= Johanna's Law =

2007 US law

The United States Congress Senate Appropriations Committee hearing for information on Johanna's Law in Washington, D.C., in the 109th Congress during the 1st session, May 11, 2005.

Johanna's Law, also known as the Gynecologic Cancer Education and Awareness Act, is a US law that promotes the education of women to increase awareness of gynecologic cancer.
Gynecologic cancers include ovarian, uterine/endometrial, cervical, vaginal, and vulvar cancers and the risk factors and symptoms. These cancers are often very advanced before detection. Increased awareness could lead to earlier detection and reduced morbidity that could save lives.

It was named after a schoolteacher, Johanna Silver Gordon, who died of ovarian cancer in 2000, aged 58.

== Background ==
The law allowed the Centers for Disease Control and Prevention to facilitate a national campaign that focused on raising awareness of gynecologic cancers. The law originally asked for $45 million for 2006 to 2008 but was authorized $16.5 million over the course of the 2007 to 2009 fiscal years. The goal of the campaign was to produce and maintain a supply of materials available to public on gynecologic cancers upon request and release public service announcements to call attention to early warning signs and risk factors.The law was later reauthorized for $18 million over the course of the 2012 to 2014 fiscal years.

Senators Arlen Specter and Tom Harkin introduced the Bill in the Senate on June 6, 2005. Senator Barack Obama co-sponsored it. It passed both houses of Congress unanimously and was signed into law on January 12, 2007, by George W. Bush.

United States Centers for Disease Control and Prevention logo, February 25, 2001. (Courtesy of the Centers for Disease Control and Prevention)

== Inside Knowledge campaign ==
Johanna's Law led to the "Inside Knowledge" national campaign launched in 2009 with the goal of raising women's and healthcare providers' awareness and knowledge of gynecological cancers, warning signs and risk factors. By April 2013, more than 1.4 million materials had been used from the website.

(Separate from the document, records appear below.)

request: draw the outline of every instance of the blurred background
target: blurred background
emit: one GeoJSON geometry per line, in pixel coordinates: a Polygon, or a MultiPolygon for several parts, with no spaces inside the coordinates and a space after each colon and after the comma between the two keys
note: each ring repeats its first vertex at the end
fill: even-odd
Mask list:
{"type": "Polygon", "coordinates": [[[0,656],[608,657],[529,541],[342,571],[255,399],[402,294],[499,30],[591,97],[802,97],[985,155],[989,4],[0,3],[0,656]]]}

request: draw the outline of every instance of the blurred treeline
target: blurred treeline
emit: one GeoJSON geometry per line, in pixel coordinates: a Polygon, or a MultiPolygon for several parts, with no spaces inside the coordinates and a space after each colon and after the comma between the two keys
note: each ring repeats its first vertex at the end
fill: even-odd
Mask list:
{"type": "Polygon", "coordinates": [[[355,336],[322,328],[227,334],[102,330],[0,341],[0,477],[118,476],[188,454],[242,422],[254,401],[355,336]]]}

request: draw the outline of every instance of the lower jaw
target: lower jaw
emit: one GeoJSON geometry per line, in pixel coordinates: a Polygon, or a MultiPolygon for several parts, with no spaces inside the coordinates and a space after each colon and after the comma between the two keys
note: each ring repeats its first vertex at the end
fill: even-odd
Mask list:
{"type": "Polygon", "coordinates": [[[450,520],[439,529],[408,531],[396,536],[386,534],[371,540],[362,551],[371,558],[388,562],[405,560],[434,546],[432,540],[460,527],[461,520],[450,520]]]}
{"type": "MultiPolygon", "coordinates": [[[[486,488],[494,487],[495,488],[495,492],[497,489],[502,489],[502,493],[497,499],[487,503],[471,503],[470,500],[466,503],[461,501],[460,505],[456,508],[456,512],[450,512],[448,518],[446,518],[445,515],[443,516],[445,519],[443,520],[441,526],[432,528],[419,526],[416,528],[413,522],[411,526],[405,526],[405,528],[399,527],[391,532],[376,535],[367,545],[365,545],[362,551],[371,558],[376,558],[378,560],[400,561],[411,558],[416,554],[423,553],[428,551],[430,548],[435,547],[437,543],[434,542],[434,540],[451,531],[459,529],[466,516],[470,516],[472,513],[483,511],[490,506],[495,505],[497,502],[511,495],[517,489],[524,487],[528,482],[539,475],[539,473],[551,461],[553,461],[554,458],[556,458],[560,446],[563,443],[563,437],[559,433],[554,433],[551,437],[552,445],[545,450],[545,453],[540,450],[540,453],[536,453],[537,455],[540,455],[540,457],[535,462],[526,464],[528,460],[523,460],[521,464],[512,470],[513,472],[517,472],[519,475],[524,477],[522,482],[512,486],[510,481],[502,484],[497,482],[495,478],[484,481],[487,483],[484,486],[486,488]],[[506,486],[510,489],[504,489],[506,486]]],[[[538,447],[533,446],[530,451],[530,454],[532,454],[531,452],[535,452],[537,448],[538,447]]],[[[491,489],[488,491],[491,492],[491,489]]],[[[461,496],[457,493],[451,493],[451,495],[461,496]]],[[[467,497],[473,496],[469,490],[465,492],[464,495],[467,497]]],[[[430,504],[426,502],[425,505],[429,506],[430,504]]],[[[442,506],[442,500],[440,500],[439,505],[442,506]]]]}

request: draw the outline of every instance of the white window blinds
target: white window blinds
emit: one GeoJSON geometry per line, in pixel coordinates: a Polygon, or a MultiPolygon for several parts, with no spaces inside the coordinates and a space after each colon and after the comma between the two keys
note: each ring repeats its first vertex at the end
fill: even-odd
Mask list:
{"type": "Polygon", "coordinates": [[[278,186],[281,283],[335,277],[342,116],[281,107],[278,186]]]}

===Key campaign messages===
Source:

- Treatment is most effective when gynecologic cancers are found early.
- Women should see a doctor right away if they experience vaginal bleeding that is unusual for them.
- Regular screenings can prevent cervical cancer or help find it early.
- Human papillomavirus (HPV) is the leading cause of cervical, vaginal and vulvar cancers. Women who fall into the recommended age group should consider receiving the HPV vaccine.
- A family history of ovarian cancer can increase a person's risk.
- Other risk factors include being obese, taking estrogen, a family history of uterine, ovarian or colon cancers and being over the age of 50.

A poster from the "Inside Knowledge Campaign" launched in 2009 for gynecological cancer awareness, available for public use from the United States Department of Health and Human Services, Centers for Disease Control and Prevention. (Courtesy of the Inside Knowledge Campaign)

The campaign targeted women of all races, ages and ethnic groups, especially those over 35, and healthcare providers. It still offers a wide variety of fact sheets and posters as well as public service announcements available upon request. The PSAs for social media and television use hypothetical scenarios to encourage women to reach out to their gynecologists with questions.